An international team of scientists led by Dr Jonathan Nichols of the University of Leicester has discovered that Saturn’s aurora, an ethereal ultraviolet glow which illuminates Saturn’s upper atmosphere near the poles, pulses roughly once per Saturnian day.

The length of a Saturnian day has been under much discussion since it was discovered that the traditional ‘clock’ used to measure the rotation period of Saturn, a gas giant planet with no solid surface for reference, apparently does not keep good time.

Saturn, like all magnetised planets, emits radio waves into space from the polar regions. These radio emissions pulse with a period near to 11 h, and the timing of the pulses was originally, during the Voyager era, thought to represent the rotation of the planet.

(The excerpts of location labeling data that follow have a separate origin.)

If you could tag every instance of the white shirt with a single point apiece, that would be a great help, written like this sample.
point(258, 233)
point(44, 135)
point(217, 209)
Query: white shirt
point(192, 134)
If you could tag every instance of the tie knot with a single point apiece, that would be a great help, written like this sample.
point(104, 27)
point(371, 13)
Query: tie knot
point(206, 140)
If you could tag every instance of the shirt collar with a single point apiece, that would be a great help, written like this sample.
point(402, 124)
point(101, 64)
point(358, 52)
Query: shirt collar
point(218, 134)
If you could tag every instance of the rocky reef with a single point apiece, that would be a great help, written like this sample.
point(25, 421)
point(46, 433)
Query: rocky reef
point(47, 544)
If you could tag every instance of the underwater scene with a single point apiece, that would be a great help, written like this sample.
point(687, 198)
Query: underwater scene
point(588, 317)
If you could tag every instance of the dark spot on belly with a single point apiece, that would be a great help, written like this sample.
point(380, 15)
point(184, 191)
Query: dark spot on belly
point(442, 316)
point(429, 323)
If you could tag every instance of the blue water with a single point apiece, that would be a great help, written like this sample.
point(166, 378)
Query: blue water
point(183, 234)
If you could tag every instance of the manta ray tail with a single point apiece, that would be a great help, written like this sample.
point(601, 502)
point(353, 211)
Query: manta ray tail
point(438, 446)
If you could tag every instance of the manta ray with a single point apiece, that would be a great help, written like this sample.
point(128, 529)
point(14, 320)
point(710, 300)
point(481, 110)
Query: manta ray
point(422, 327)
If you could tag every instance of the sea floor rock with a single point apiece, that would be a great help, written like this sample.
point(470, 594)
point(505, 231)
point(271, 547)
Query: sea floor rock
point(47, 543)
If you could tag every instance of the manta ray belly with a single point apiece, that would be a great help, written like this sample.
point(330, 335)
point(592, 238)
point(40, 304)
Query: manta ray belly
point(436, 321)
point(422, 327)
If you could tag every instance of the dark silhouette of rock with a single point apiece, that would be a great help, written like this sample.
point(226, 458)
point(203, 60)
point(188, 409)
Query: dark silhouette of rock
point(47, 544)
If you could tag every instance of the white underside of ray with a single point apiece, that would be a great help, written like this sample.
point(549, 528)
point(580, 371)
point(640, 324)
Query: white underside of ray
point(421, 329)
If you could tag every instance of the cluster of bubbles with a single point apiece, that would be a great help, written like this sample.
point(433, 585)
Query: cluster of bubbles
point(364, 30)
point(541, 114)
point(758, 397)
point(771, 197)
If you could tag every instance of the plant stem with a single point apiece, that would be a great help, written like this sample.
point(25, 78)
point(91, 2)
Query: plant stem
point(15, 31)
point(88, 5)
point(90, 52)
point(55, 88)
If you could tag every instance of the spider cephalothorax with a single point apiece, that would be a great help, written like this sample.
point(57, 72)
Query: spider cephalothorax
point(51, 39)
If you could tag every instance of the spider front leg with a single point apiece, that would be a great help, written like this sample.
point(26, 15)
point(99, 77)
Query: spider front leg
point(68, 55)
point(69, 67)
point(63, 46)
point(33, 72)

However, over the years the period of the pulsing of the radio emissions has varied, and since the rotation of a planet cannot be easily sped up or slowed down, the hunt for the source of the varying radio period has become one of the most perplexing puzzles in planetary science.

Now, in a paper to be published in Geophysical Research Letters (August 6), Nichols et al. use images from the NASA/ESA Hubble Space Telescope of Saturn’s auroras obtained between 2005-2009 to show that, not only do the radio emissions pulse, but the auroras beat in tandem with the radio.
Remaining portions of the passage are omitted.